At this point, I must confess that this has been a great synthesis work, but now let’s address the most important issue.

When last June Apple introduced Vision Pro, I sensed that something big was coming. After the Keynote at Apple Park, I was fortunate to exchange a few words with Phil Schiller, historic marketing manager from the days of Steve Jobs. I asked him this question:

Do you believe that Vision Pro, in the future, will allow you to see better than your own eyes?

His answer was affirmatively vague , he wouldn’t be Apple’s VP Marketing if he had answered with some future promise. But a year later, on the eve of the next WWDC that will introduce artificial intelligence in the new iPhones, I can testify that the answer is YES.

Bionic eyes, cybernetic vision

Yes. Vision Pro allows me to see better than my natural eyes. I had to wait 5 months to get the ZEISS/Apple lenses to correct my vision, but I never thought I would live this kind of experience.

Technically, it is a very simple concept. My eyes do not focus, but on the other side, when they are focused, they can see with sufficient clarity, especially if the objects are at a close distance. Vision Pro has screens practically attached to our eyes, but its internal lenses have been calibrated for focusing at about 1.2 meters away. Without additional lenses, I saw poorly, both near and far, and not finding a focal point, the experience was worse than with my natural vision. But with the additional lenses, the result, oh, guys, is extraordinary. The Vision Pro cameras handle focus up close and from afar, but above all, they project a high-resolution image just millimeters from the eyes, giving me a detail fidelity I had never perceived before.
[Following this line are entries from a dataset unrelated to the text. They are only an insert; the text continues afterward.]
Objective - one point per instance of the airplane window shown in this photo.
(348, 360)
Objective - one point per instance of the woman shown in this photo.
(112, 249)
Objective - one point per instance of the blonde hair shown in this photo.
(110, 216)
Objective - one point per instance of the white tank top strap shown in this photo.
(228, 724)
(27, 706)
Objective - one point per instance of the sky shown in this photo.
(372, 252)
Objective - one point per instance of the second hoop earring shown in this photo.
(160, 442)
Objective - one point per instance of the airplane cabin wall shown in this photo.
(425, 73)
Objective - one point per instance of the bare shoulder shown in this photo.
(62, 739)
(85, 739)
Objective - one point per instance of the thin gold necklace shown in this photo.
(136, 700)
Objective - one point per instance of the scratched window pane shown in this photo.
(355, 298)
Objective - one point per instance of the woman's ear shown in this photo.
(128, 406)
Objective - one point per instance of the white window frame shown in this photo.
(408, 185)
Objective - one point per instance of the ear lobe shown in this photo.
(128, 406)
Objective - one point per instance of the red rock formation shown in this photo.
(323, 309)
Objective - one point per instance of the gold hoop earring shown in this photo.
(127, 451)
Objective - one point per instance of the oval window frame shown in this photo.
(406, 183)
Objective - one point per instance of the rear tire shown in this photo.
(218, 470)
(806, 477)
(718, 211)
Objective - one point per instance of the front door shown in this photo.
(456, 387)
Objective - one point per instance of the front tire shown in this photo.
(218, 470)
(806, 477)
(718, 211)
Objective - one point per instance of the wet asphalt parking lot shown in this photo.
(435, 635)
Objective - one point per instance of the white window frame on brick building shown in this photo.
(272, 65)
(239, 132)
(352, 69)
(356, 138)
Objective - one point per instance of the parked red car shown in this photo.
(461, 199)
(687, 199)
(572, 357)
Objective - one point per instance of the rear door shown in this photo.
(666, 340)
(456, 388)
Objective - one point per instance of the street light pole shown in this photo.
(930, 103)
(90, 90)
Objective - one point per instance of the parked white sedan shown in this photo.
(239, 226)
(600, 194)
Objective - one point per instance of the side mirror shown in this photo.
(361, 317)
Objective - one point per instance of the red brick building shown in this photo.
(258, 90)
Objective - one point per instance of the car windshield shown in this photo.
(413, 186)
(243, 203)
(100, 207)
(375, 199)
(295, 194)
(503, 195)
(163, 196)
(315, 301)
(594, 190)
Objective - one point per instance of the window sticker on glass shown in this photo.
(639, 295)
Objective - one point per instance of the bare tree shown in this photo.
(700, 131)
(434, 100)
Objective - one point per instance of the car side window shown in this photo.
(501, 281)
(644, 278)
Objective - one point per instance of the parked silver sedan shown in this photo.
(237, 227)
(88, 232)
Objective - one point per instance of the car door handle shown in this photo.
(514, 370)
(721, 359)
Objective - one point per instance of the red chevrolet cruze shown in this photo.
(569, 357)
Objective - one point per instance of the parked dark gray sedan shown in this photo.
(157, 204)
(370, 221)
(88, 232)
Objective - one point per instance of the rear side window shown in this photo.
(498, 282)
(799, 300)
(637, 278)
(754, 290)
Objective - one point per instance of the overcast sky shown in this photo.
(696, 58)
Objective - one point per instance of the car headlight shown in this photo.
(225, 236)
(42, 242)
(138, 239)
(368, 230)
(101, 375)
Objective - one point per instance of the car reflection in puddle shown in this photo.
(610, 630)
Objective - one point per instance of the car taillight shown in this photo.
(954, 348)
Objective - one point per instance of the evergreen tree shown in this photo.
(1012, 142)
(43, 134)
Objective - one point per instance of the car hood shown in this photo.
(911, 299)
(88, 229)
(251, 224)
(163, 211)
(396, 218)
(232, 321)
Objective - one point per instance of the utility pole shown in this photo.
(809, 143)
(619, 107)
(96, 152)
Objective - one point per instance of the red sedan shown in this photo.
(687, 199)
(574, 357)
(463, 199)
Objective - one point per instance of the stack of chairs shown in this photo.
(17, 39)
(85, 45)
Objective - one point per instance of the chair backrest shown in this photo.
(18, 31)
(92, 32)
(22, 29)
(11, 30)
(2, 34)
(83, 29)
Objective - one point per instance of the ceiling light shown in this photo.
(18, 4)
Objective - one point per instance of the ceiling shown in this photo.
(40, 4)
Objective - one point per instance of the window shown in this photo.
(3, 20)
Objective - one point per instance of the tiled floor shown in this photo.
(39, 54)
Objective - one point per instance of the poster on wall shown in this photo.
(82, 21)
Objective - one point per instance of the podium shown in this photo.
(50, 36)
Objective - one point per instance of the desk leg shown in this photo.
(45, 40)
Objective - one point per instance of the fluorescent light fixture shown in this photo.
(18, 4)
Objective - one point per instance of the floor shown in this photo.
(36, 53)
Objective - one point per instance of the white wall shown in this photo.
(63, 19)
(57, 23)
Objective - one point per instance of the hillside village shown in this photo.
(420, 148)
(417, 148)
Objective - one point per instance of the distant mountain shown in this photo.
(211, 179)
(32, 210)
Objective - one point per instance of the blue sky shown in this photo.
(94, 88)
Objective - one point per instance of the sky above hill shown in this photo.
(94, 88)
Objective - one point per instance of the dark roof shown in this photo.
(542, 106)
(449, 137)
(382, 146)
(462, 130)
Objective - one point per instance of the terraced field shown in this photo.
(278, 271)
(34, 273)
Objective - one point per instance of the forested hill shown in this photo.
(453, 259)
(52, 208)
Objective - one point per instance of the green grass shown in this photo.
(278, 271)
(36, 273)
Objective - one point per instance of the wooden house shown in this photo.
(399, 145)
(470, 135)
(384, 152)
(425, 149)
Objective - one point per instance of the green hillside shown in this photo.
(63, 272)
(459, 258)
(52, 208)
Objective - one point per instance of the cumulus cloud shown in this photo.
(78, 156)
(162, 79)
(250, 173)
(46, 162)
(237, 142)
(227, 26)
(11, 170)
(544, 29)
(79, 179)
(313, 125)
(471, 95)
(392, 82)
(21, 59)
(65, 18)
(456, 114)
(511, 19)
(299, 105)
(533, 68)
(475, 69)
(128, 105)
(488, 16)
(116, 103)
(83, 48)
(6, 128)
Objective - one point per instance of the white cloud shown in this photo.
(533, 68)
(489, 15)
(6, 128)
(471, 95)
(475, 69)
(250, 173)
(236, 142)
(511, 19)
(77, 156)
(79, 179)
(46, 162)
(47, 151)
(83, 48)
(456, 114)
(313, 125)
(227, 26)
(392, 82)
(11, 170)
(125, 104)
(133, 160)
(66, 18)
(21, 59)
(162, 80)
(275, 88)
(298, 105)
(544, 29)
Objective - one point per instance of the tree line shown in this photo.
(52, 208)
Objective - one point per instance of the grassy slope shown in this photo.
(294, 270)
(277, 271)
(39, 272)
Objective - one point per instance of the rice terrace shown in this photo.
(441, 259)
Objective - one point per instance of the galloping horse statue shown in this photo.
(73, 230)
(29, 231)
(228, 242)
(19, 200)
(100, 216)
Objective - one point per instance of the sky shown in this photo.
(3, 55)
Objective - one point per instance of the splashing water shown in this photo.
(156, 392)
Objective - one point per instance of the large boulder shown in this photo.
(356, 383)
No, I can’t yet compete with Tiger Woods and his astounding 15/10 visual acuity, but… I don’t know if I managed to explain it well, this thing is nonsensical, it’s out of control, it’s destabilizing and crazy. If tomorrow I wanted to ride a bike (pretend I never wrote this) and wanted to reduce my risk threshold and increase my confidence in moving through traffic, I would have to wear the Vision Pro to be safer than when I go without it.

I, cyborg, can’t wait to try the model with more megapixels, brighter screens, more of everything… to see even more.

[WWDC24 Update]

I couldn’t resist talking with Phill again, and he shared the same experience as mine with Vision Pro. Exciting time ahead of us.